I had left the brown envelope on the foot of my bed, I saw, and went back to pick it up. As I turned back to the door, I thought about the walk before me and the condition of the house—and, no doubt, its facilities—at the end of it. “I'll be with you in a moment, Holmes,” I said, and stepped into the marble-and-gilt room. When I had finished, I dried my hands, patted my hair (unnecessarily—the bob minded neither wind nor neglect) and strode to the door.

“The keys?” Holmes reminded me.

“They're—Damn it, where have I put them now?” I spotted the manila rectangle, half hidden between the mirror and a vase of flowers, and picked it up curiously: The wretched thing eluded me so persistently, it might have been possessed. With a spasm of irritation, I ripped it open and tipped its contents into Holmes' outstretched palm. His long fingers closed around the simple silver ring with half a dozen keys that ranged from a delicate, inch-long silver one to an iron object nearly the length of my hand. I tossed the scraps of paper in the direction of the trash basket, and marched out into the corridor.

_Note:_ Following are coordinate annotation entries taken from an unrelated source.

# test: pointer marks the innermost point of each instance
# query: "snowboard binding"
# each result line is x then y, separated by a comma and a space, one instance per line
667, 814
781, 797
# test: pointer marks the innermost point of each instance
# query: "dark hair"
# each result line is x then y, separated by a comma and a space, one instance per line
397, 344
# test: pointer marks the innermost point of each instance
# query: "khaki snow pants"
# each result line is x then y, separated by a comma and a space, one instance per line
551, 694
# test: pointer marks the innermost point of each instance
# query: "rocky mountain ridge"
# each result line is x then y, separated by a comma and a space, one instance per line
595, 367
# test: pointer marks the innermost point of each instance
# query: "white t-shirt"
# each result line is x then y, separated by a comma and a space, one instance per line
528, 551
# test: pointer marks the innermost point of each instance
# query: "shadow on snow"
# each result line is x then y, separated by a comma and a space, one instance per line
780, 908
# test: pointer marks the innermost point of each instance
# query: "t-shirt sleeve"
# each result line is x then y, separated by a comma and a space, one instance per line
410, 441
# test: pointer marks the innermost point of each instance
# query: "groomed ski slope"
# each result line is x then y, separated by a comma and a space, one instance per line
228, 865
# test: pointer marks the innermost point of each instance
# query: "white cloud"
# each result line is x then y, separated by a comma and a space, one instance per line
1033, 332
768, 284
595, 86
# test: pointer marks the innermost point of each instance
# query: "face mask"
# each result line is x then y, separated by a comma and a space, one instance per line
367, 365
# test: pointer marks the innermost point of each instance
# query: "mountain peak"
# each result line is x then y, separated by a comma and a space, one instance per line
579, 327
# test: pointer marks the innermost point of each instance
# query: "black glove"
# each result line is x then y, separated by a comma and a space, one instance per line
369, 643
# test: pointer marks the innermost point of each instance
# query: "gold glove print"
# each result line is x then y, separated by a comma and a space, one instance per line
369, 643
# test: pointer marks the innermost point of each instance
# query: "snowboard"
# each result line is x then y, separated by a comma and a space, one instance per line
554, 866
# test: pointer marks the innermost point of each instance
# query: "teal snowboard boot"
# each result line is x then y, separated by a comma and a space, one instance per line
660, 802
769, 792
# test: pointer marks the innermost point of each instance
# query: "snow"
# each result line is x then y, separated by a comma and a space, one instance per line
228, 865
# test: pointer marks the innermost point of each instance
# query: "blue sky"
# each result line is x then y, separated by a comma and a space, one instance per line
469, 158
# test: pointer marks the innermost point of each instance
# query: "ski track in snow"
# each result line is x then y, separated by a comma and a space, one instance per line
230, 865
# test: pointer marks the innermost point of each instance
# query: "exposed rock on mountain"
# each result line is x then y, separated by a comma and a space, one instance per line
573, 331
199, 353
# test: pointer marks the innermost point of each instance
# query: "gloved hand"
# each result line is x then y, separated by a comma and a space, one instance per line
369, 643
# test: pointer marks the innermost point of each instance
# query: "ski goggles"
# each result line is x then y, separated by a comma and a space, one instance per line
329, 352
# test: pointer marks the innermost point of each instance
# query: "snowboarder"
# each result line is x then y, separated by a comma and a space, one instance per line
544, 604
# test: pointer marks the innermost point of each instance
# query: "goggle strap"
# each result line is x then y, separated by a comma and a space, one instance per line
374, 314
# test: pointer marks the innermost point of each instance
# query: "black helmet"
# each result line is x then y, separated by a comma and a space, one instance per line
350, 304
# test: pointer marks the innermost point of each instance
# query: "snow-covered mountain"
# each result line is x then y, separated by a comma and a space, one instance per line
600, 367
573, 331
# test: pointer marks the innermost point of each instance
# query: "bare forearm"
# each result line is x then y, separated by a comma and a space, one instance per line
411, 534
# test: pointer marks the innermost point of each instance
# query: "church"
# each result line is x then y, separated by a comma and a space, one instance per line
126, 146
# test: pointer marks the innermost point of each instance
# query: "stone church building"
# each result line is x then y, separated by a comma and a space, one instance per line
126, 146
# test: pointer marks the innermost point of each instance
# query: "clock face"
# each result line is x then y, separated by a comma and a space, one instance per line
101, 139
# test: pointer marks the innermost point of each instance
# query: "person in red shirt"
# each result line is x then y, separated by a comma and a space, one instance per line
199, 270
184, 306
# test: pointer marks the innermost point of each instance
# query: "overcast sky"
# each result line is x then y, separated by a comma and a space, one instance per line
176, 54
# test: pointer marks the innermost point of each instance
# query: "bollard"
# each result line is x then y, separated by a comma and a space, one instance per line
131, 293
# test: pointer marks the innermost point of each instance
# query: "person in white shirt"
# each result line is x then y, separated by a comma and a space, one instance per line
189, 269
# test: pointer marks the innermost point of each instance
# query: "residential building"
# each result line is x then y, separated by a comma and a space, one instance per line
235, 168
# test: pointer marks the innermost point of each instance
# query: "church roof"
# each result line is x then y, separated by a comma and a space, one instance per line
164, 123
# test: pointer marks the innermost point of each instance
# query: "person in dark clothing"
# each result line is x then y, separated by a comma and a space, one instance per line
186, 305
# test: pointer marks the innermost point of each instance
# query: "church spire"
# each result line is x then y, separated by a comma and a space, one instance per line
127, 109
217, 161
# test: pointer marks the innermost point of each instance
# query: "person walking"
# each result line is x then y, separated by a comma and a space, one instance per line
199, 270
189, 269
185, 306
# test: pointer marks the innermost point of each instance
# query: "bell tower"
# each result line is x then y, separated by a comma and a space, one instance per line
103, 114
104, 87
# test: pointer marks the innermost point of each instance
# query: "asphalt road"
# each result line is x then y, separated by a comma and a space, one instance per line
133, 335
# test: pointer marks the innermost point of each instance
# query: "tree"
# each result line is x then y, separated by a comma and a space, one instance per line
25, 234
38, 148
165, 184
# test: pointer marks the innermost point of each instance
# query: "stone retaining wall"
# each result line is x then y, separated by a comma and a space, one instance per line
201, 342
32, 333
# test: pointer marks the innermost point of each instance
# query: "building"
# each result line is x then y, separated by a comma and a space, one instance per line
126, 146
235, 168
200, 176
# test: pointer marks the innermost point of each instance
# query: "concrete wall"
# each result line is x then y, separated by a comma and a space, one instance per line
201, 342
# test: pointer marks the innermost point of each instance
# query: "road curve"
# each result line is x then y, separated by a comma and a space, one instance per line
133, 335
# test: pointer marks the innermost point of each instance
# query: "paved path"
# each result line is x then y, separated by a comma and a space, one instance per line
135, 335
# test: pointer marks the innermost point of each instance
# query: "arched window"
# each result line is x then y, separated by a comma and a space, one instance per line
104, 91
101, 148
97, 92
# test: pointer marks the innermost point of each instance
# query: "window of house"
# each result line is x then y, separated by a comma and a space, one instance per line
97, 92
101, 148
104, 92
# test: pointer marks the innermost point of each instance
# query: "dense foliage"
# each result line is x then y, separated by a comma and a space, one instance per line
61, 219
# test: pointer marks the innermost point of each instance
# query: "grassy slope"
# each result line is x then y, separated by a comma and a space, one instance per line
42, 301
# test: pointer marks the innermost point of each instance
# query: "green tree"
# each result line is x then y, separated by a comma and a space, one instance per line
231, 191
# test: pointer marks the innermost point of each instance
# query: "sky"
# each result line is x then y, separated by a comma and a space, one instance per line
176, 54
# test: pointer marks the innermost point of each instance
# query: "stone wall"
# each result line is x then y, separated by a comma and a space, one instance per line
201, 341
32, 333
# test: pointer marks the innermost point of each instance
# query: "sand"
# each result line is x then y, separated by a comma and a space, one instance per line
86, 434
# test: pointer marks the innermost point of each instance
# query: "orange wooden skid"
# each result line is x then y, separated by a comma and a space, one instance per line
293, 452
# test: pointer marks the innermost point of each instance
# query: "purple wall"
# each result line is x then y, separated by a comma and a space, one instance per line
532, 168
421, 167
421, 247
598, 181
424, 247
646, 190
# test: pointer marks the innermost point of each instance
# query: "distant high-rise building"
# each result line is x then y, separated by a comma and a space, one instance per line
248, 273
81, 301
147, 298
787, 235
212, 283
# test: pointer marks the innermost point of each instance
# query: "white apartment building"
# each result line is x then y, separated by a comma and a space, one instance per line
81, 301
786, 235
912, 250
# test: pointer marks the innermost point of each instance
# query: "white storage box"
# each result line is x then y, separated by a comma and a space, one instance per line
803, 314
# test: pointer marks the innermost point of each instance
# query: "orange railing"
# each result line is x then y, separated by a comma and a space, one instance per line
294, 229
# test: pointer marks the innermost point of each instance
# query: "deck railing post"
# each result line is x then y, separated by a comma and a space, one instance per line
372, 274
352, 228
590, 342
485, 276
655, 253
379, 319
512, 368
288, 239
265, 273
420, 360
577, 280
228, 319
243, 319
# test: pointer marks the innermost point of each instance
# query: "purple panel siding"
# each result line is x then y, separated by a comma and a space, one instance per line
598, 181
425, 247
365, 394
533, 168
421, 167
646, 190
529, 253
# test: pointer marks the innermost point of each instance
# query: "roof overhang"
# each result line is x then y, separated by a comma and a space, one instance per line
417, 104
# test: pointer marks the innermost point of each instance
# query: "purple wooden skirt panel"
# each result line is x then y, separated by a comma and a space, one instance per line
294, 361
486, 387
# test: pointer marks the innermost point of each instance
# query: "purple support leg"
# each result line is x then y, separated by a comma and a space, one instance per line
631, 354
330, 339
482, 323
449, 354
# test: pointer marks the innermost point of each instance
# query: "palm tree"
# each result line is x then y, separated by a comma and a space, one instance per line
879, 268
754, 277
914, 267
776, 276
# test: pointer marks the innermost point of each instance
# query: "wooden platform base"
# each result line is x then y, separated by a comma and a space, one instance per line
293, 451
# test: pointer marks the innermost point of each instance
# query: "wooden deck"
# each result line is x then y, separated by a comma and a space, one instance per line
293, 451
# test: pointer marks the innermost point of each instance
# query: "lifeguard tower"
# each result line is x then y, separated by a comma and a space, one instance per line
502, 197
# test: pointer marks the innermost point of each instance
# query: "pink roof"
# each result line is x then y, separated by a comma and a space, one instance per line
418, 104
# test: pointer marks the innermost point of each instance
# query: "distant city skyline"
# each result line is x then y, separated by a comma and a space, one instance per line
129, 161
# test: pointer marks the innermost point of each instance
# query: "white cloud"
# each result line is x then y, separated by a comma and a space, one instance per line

Twice on the way I took a wrong turn; both times I looked around to find Holmes standing and watching me from up the street. The first time he had a frown on his face, the second a look of concern; when we finally reached the house itself he stopped before the wide gate, studying the keys in his hand.

“Russell, perhaps it would be best for me to enter first.”

“Open the gate, Holmes.”

He raised his eyes to my face for a moment, then slid the big iron key inside the padlock's hole and twisted. The metal works had clearly been maintained—oiled, perhaps, on the gardener's yearly visits—and the key turned smoothly.

I stepped onto the sunken cobblestones of the drive, my nerves insisting that I was approaching the lair of some creature with teeth and claws. I could feel eyes upon me, and not simply those of the guardian neighbour across the street. Yet there was no movement at any of the windows, no evidence of traffic apart from the footprints and crushed vegetation Holmes and I had left the day before. With Holmes at my back I walked towards the front door—and nearly leapt into his arms with a shriek when the branches above us exploded with sudden motion: three panicked doves, fleeing this invasion of their safe sanctuary.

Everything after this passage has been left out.